Krista Belle Stewart is a member of the Upper Nicola Band of the Sylix/Okanagan Nation and a Vancouver-based artist. Stewart works with video, land, performance, photography, textiles, and sound, drawing out personal and political narratives inherent in archival materials while questioning their articulation in institutional histories. For Earthbound Mnemonic (2019), Stewart used as source material a photograph of tiles she made out of earth from her home in Spaxomin, which she then digitally manipulated and coloured in red and copper to create a visually and contextually multilayered work

Click to download Tania Willard’s essay “Orthogonal Heart Line: Intersecting the Colonial Grid” (PDF) on Stewart’s work.

Completed in 1954, the BC Hydro’s Dal Grauer Substation was designed by the young architect Ned Pratt and artist B. C. Binning. The building was commissioned by the B.C. Electric Company, under the helm of then-president Edward Albert “Dal” Grauer, to bridge functional design and public art. The substation would go on to serve as a three-dimensional “canvas” that was said to resemble a Piet Mondrian or De Stijl painting.
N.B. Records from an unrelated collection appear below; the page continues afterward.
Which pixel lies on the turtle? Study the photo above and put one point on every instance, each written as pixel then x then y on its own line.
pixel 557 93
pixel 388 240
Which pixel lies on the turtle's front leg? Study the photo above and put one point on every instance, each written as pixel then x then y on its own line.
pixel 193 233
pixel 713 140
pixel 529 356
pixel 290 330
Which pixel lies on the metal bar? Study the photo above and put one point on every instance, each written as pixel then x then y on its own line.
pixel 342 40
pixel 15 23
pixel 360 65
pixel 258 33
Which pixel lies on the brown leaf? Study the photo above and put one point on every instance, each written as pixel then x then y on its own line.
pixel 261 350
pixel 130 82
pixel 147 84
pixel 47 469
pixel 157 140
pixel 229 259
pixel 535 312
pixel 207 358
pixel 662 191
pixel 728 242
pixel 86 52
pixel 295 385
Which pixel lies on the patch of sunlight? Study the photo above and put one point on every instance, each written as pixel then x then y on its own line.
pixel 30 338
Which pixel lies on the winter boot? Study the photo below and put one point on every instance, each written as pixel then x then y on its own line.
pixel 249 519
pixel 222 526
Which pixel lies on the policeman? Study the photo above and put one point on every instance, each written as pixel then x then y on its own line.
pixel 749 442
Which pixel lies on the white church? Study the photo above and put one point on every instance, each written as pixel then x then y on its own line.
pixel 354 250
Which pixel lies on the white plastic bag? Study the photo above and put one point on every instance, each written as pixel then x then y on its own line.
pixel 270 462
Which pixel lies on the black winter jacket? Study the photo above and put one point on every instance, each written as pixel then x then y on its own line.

The modernist philosophy with which the building was designed emphasizes the link between art, architecture, and everyday life. With this in mind, Capture Photography Festival has commissioned artists annually to create new site-specific works to be installed on the Dal Grauer Substation’s facade. Drawing on the building itself, these projects temporarily emphasize the substation in the streetscape and reassert it as an architectural icon.